For system administrators and network professionals, Cygwin is a cheaper alternative to getting some of the more important Unix utilities for system analysis (md5sum, strace, strings, and so on) onto a Windows box. Another point of favor for Cygwin is that it enables you to create simple (or complex) programs quickly. Cygwin includes a free compiler for C and C++ (and even Fortan and some other languages, if you're adventurous) and has a mostly complete Unix API. This is a great advantage for penetration testing or just developing some useful programs.
Download and Installation
The Cygwin environment and its associated tools are all freely available under the GNU General Public License. You can begin the installation process by going to http://cygwin.com/ and downloading the setup program. The setup program downloads the files it needs from a Cygwin mirror site of your choosing and installs them into a specified location by default. You can choose between Hypertext Transfer Protocol (HTTP), File Transfer Protocol (FTP), and Rsync download methods.

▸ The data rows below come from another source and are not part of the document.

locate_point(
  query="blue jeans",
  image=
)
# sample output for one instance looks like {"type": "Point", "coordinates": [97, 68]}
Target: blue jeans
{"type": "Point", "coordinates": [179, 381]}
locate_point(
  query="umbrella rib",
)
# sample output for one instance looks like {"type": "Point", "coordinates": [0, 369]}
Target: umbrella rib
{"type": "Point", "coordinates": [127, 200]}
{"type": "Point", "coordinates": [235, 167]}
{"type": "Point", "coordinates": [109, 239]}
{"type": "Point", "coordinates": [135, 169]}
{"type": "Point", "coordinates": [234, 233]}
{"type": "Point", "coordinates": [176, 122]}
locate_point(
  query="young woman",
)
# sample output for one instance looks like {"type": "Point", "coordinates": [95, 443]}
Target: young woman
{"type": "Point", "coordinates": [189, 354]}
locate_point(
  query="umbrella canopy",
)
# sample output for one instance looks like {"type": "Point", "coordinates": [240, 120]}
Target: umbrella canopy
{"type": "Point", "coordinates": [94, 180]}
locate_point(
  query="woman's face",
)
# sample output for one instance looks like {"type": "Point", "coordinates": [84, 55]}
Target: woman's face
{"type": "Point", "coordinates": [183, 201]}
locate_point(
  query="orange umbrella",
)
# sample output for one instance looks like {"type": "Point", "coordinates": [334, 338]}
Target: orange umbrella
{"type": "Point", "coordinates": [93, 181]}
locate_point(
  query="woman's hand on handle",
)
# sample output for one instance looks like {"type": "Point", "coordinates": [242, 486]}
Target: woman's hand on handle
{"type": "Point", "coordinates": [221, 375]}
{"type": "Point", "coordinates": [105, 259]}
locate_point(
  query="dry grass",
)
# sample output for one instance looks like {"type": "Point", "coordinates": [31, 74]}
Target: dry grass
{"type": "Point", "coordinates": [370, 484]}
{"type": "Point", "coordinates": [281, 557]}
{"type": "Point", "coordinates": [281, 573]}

You will be asked a few questions, such as whether or not you want the text files generated by Cygwin applications to be in DOS or Unix format. DOS file lines end with a newline and a carriage return while Unix file lines only end with the newline; if you've seen ⁁M characters at the end of your text files, chances are they were transferred between a Unix and Windows system in binary format rather than ASCII. If you are running on a multi-user Windows box, you will also be asked if you want to install the application for your user ID alone or for everyone on the system.

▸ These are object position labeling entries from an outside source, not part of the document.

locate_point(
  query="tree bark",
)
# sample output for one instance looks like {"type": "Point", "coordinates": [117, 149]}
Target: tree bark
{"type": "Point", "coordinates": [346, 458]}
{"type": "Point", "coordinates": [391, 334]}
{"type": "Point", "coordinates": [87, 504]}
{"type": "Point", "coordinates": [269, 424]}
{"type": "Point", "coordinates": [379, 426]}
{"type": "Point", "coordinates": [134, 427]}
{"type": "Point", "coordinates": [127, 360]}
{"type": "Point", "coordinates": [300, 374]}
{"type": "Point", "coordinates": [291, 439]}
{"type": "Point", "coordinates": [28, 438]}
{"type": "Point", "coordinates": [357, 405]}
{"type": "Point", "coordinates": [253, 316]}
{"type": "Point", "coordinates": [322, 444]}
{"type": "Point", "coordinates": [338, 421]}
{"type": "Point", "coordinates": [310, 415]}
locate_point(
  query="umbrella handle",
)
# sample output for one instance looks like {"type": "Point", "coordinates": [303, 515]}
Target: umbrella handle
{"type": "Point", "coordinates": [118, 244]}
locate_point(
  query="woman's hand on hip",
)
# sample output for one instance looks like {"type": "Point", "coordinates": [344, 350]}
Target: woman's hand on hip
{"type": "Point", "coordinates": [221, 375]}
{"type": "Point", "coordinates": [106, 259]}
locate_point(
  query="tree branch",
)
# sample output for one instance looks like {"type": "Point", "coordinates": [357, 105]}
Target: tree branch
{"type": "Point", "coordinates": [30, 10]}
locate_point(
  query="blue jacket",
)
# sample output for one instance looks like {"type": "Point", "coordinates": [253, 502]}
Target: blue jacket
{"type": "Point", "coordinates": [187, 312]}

The Cygwin installer will also ask you which tools you want to install by presenting you with a screen like the one shown in Figure.
 |
| Cygwin setup |
You can use the Prev, Curr, and Exp options to have the installer automatically install older, current, or experimental versions of the software. Be careful: if you go through the list and choose to install certain applications and then click one of these buttons, your other selections will get wiped out.

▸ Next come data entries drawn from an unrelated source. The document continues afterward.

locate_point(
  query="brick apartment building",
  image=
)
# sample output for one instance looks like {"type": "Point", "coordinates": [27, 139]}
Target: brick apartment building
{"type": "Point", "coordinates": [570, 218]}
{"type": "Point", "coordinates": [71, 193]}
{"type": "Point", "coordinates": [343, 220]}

Use the View button to cycle between different lists of the available packages. Full view is probably the easiest to work with and is shown in Figure.
 |
| Cygwin setup full view |
Full view displays all available packages alphabetically. Click a field in the New column in order to select an option for the package. The options will be to install, reinstall, keep, or remove a package. If you also wish to have the source code available, check the Src? field.
| Tip:- | If you omit a package and wish to install it at a later time, rerun the Cygwin setup program; it will update currently installed packages and let you select new ones to install.After you select the desired packages and their options, Cygwin retrieves and installs them. This can take some time depending on the speed of your Internet connection and the number of packages you choose. The Cygwin environment is ready for business once this stage completes. |
Implementation
The cygwin.bat script runs from a DOS command prompt, sets up the Cygwin environment, and starts a bash shell in Windows. Cygwin does its best to set up intelligent Unix-like environment variables based on your Windows environment.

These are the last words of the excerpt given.